Hah… tudo começou a fazer ainda menos sentido…
Eram muitos acontecimentos seguidos para uma simples criança de 13 anos que nem eu. A minha mente já não podia suportar mais. Com isso, juntando um pouco de força, decidi falar:
— Proteger? Proteger de que? Eu com certeza não conheço você ou “vocês”. Eu nem sei de onde você está falando…
Naquele momento, eu estava fazendo meu melhor para acalmar a minha mente cansada; afinal, eram coisas demais para eu poder processar.
— De fato, você ainda não nos conhece — respondeu a voz enquanto se preparava para continuar —, mas vai conhecer.
— … O qu…
Antes que eu pudesse terminar a minha pergunta, fui interrompido por algo inusitado – repentinamente, a chama tinha começado a ficar instável. E por algum motivo ela… Começou a se fundir com o meu corpo?!
Ainda de joelhos, fiquei assustado quando vi a chama indo em minha direção. Instintivamente pensei que ela iria me queimar, mas o que aconteceu foi algo muito diferente.
Ela não me queimou; na verdade, só começou a fluir para dentro de mim.
— O que… O que está acontecendo?? — gritei com um tom desesperado por não conseguir assimilar o que estava ocorrendo comigo.
— Um dia… Você entenderá tudo… — Essas foram as últimas palavras daquela voz antes de desaparecer por completo. Da forma que foi dito, a voz expressava um tom levemente feliz.
Após isso, a chama entrou por completo dentro do meu corpo. A pressão que antes me fazia ficar de joelhos tinha desaparecido. Mas junto com ela, também se foram a brisa quente, a coloração avermelhada e os leves ruídos.
Tudo tinha voltado ao estado inicial. Um lugar vazio, escuro e levemente frio.
Percebi que conseguia ficar de pé novamente e decidi me levantar.
Por estar surpreso com aquilo tudo, coloquei a mão no rosto.
O que diabos foi isso tudo…
As dúvidas em minha mente não paravam. Nada do que tinha acontecido fazia sentido.
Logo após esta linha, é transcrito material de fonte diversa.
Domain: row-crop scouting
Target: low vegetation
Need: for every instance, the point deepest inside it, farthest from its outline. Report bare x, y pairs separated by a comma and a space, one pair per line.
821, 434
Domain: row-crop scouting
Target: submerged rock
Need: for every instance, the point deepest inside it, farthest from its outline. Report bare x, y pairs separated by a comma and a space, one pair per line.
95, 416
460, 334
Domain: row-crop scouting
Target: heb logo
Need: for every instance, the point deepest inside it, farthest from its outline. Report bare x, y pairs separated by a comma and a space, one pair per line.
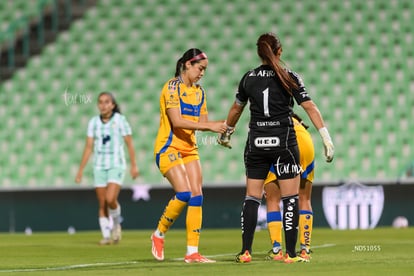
264, 142
353, 205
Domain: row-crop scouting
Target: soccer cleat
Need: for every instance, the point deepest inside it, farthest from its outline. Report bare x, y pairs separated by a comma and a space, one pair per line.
297, 259
244, 257
116, 233
197, 258
105, 241
157, 247
305, 254
272, 256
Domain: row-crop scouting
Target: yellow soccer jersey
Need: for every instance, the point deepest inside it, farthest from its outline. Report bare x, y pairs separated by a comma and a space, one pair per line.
192, 103
306, 152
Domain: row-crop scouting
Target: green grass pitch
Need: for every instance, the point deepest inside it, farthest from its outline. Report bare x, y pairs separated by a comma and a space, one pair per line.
335, 252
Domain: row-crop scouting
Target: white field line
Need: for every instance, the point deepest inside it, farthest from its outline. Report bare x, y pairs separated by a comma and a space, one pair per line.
70, 267
67, 267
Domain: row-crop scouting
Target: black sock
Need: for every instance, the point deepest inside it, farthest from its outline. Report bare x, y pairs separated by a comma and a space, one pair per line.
249, 222
290, 223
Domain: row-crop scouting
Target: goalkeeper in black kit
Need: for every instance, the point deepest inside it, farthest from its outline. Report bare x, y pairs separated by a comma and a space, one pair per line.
271, 90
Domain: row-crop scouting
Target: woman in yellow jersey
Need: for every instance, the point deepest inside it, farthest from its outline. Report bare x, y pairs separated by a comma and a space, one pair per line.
183, 110
272, 193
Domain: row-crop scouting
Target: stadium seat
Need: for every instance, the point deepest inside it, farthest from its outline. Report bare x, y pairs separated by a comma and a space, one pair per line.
131, 49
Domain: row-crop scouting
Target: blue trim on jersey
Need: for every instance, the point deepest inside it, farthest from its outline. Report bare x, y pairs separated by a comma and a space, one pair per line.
196, 201
163, 149
274, 216
183, 196
308, 170
305, 212
190, 109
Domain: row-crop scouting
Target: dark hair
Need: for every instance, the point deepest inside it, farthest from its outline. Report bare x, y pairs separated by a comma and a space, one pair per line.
268, 45
116, 108
194, 55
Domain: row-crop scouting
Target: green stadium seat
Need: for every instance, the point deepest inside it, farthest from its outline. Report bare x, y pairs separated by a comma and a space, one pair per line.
131, 50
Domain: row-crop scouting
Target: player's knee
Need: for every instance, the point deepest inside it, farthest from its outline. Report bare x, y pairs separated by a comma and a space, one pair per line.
183, 196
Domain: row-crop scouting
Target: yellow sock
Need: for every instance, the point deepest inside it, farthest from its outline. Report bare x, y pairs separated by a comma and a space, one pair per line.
194, 221
305, 228
275, 232
171, 213
274, 226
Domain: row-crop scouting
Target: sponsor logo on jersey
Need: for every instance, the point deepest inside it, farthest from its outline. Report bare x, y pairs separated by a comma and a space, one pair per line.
265, 142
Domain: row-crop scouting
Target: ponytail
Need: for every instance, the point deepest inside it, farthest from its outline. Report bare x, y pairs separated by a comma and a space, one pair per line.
179, 67
268, 46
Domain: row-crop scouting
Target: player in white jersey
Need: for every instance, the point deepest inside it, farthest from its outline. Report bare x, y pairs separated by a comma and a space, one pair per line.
106, 136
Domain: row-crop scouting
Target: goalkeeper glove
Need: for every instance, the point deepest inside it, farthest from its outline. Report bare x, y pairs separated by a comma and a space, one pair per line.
224, 138
327, 143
Antes o que eu chamava de “sonho realista”, seria melhor chamar de “pesadelo realista”.
Depois de forçadamente me conformar com a situação, só tinha algo que eu pensava:
Preciso sair daqui o mais rápido o possível, afinal eu ainda não sei quanto tempo se passou…
Sim, a questão de antes retornou. Eu precisava sair do lugar e acordar o mais rápido que desse.
Antes que eu pudesse concluir a minha linha de raciocínio, fui interrompido novamente.
— Hah… esse lugar realmente gosta de ficar me interrompendo, hein? —Soltei um suspiro e murmurei para mim mesmo.
De repente, o lugar começou a ficar claro. Diferente de antes, agora não era em um único ponto, mas sim o lugar como um todo. Do preto fosco, a coloração estava indo cada vez mais em direção ao branco puro. Tudo foi gradualmente mudando de cor.
Foi aí que senti algo. Percebi que meu corpo estava sendo levemente atraído em uma direção, e a atração ficava cada vez mais forte…
O-O que…
Antes de ser completamente puxado, senti algo mais entrando no meu corpo. Diferente do anterior, era um sentimento mais delicado, frio e tranquilizante.
Após isso, fui completamente puxado e… acordei.